Another, much louder explosion sounds in a few minutes. We are covered with dirt and sand. “That one could’ve taken half the group out if there was a real mine there,” says the engineer. “Making such a trap is quite easy, try googling it,” Lt. Nebybko says. “Two wooden plates, a plastic bottle, several nails, aluminium foil, and a couple of wires. Add a battery and an explosive charge and you’ll have a booby trap. Those are very difficult to detect, too. I placed them in broad daylight, and had trouble finding them when the night fell.”

The ghost town

A large portion of the 240 Training Centre’s immense territory is designed for peacekeepers training. There is a miniature town with several streets, a school, a marketplace, a church, and a city hall. Everything is converted from warehouses and marked in English.

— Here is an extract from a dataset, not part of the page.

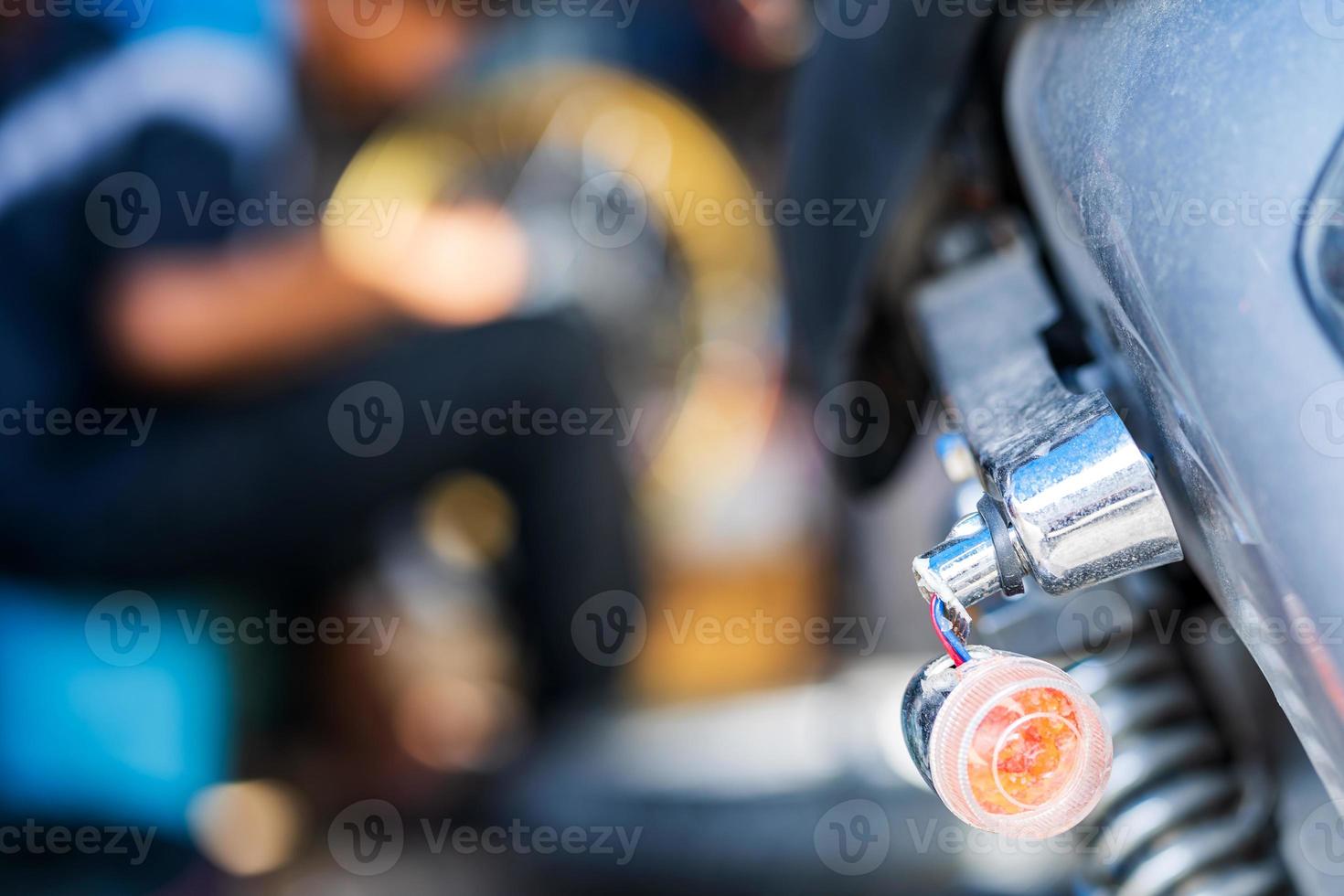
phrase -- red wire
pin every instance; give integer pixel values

This is where our group has to recon a populated area. The scouts have to sweep the town and return in order to mark the houses, roads, and enemy positions on the map.

In Zhitomir mountains

A picturesque lake located in the training centre has rocky banks and … a real waterfall preceded by a rapid mountain stream. There used to be no mountain training programme in the 8 AK, until someone realized that our soldiers could find themselves in any part of the world.

Scouts have to cross the river after descending from a cliff. This apparently easy “tourist” task becomes difficult given the weight of the kit and weapons. The team has to cross in 20-25 minutes. This is the last task for today. They can now rest. There are two more days of superhuman effort ahead. Two days of competition for the cake and the title of the best reconnaissance party of the entire Army Corps.